Sound boring? It’s not! With Archie Costello, leader of the boys’ gang the Vigils, breathing down necks of fellow classmates and teachers alike, the book has few dull moments. Archie appoints “assignments” to classmates, and no one refuses Archie! Read the book to find out how Jerry crosses Archie, and the repercussions that follow.
More intrigue about the book – it is number 3 on the American Library Association’s website for most banned books from 2000 – 2009.

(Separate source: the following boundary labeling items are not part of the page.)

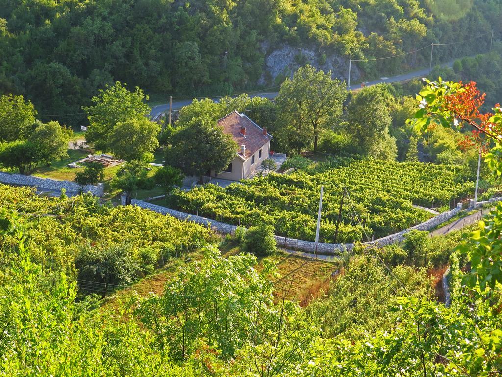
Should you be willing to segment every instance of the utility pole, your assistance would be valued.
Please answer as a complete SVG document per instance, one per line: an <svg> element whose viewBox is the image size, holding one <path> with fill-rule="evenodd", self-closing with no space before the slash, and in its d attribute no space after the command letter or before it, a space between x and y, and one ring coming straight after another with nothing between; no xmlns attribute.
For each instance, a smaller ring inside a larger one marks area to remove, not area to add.
<svg viewBox="0 0 502 377"><path fill-rule="evenodd" d="M336 243L336 238L338 236L338 225L342 219L342 208L343 207L343 198L345 198L345 187L342 189L342 200L340 202L340 210L338 211L338 219L336 221L336 229L335 230L335 239L333 243Z"/></svg>
<svg viewBox="0 0 502 377"><path fill-rule="evenodd" d="M432 53L434 51L434 44L431 45L431 66L429 68L429 73L432 72Z"/></svg>
<svg viewBox="0 0 502 377"><path fill-rule="evenodd" d="M349 59L348 61L348 78L347 80L347 91L349 91L350 90L350 68L352 66L352 60Z"/></svg>
<svg viewBox="0 0 502 377"><path fill-rule="evenodd" d="M319 210L317 211L317 227L315 230L315 253L317 253L317 243L319 242L319 230L321 226L321 210L322 208L322 192L324 186L321 186L321 195L319 199Z"/></svg>
<svg viewBox="0 0 502 377"><path fill-rule="evenodd" d="M171 116L173 114L173 96L169 96L169 127L171 127Z"/></svg>
<svg viewBox="0 0 502 377"><path fill-rule="evenodd" d="M481 167L481 147L479 148L479 157L477 160L477 175L476 176L476 189L474 191L474 206L477 203L477 186L479 184L479 169Z"/></svg>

If you liked The Chocolate War, try:
The Outsiders by S. E. Hinton
Speak by Laurie Halse Anderson
Lord of the Flies by William Golding
For something a LITTLE different, try:
Looking for Alaska by John Green
For something REALLY different, try:
Ender’s Game by Orson Scott Card
Review by Carlen
[Juvenile Paperback]
Seventeenth Summer by Maureen Daly is one of the first coming-of-age young adult novels published. It encompasses a three month period in which main character Angie Morrow dates local hunk, Jack Duluth. Don’t get excited, however! While it is a relatively realistic depiction of teenage dating in Fond Du Lac, Wisconsin in the 1940s, it seriously lacks in character development. While Angie has some redeeming qualities, her personality is flat and transparent. She often has no personality unless she is in direct presence of her “summer love.”

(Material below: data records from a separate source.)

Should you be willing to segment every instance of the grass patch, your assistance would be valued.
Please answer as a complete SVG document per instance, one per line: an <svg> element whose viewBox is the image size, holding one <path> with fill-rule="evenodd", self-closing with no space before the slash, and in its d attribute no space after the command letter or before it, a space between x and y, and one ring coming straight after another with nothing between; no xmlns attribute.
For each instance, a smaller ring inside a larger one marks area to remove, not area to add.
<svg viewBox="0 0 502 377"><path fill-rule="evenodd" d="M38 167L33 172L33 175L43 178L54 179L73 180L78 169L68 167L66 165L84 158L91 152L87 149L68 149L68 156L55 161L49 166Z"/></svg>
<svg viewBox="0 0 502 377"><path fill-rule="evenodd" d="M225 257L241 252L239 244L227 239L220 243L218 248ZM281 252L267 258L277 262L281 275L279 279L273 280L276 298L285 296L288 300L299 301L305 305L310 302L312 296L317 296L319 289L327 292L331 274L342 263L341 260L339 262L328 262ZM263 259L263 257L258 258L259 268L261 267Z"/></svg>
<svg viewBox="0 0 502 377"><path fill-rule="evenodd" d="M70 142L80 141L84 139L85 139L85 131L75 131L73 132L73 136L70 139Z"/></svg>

However, anyone interested in this time period would probably find the differences in both language and daily life informative. For those wanting a “spicier” teen romance novel, I would suggest falling back on Judy Blume’s classic, Forever.
Daly writes well, and keeps up a good flow during the novel, but the content of the story is lacking. Unless you are interested in either the time period or the rise of young adult literature, take a pass!
If you liked Seventeenth Summer, try:
Twenty Boy Summer by Sarah Ockler
Nick and Nora’s Infinite Playlist by Rachel Cohn
For something a LITTLE different, try:
The Oracle of Dating by Allison Van Diepen
Scott Pilgrim by Bryan Lee O’Malley
For something REALLY different, try:
The Chocolate War by Robert Cormier
Review by Carlen
The Goose Girl by Shannon Hale
c. 2003
[Juvenile Fiction (Paperback and Hardcover)]
[Juvenile Audiobook]
[Electronic Resource (MyMediaMall eBook)]
[Electronic Resource (My MediaMall eAudiobook)]
Ani was never cut out to be a crown princess. She lacks confidence and is far more at home chattering to swans and horses than holding court. When Ani’s mother decides that Ani is unfit to rule Kildenree, she is sent to far off Bayern to marry the prince as a peace-keeping ploy. On the months-long journey to Bayern, Ani’s lady-in-waiting, Selia, and a treacherous inner circle of guards stage a mutiny. Barely escaping with her life, Ani is forced to find work as a goose girl while Selia takes Ani’s rightful place in the palace. Will Ani be able to reclaim her title before it’s too late?
A word of warning: you will not want to put this book down until you’ve reached the very end, so clear your schedule. The Goose Girl is captivating in the rare way that makes you leap to your feet and shout “No!” at the most climactic moments. But the real strength of The Goose Girl lies in its protagonist. Despite her royal background, Ani is relatable and fiercely believable. Her search for identity and struggle to accept herself are both well-rendered by Shannon Hale.
If you like The Goose Girl, be sure to check out the sequel, Enna Burning. Fans of Shannon Hale might also enjoy books by Robin McKinley, Donna Jo Napoli, Tamora Pierce, Gail Carson Levine, Edith Pattou, and Diana Wynne Jones.
Pros: Charming, original, and masterfully told, The Goose Girl will delight all lovers of fantasy.